We’re the best place to invest your donation -> we focus on core poverty issues -> we help farmers become self-reliant -> by partnering with the government

Few potential donors will understand this paragraph and even fewer will be motivated to give. If the organization wanted to explain how they work in simpler language, it might be something like this:

Your donation goes further with Latin America Nonprofit Organization. You will help Guatemalan farmers learn how to become self-sufficient: growing enough food to feed their families and even have some left over to sell at the market to earn income. You will provide the knowledge farmers need to be successful!

When you clarify your messaging, donors understand the impact they make on the lives of the beneficiaries.

4. Provide a Sense of Urgency

Imagine you receive an appeal from two different organizations that you support. In one appeal, the organization explains the need and emphasizes the urgency of providing your support. The other organization simply describes the need. Which one are you most likely to give to?
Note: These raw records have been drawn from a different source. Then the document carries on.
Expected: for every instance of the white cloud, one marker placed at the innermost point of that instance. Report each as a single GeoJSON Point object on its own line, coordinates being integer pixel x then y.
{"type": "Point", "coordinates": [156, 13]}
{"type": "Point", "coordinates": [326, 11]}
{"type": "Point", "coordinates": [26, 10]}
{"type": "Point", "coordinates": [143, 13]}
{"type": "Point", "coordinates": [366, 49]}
A donor thinks if organization A needs my money right now and organization B can wait, I’ll give to A now and B later. The problem comes when the donor doesn’t get around to give to organization B.

Why does the donor need to support you right now?

If your answer is “there’s just nothing urgent about my appeal,” then the donor doesn’t have sufficient motivation to give to you right now.

What happens if the donor doesn’t give right now? People won’t get the help they need. You must express urgency so you can serve as many people as you can.

How do I demonstrate urgency in a fundraising appeal?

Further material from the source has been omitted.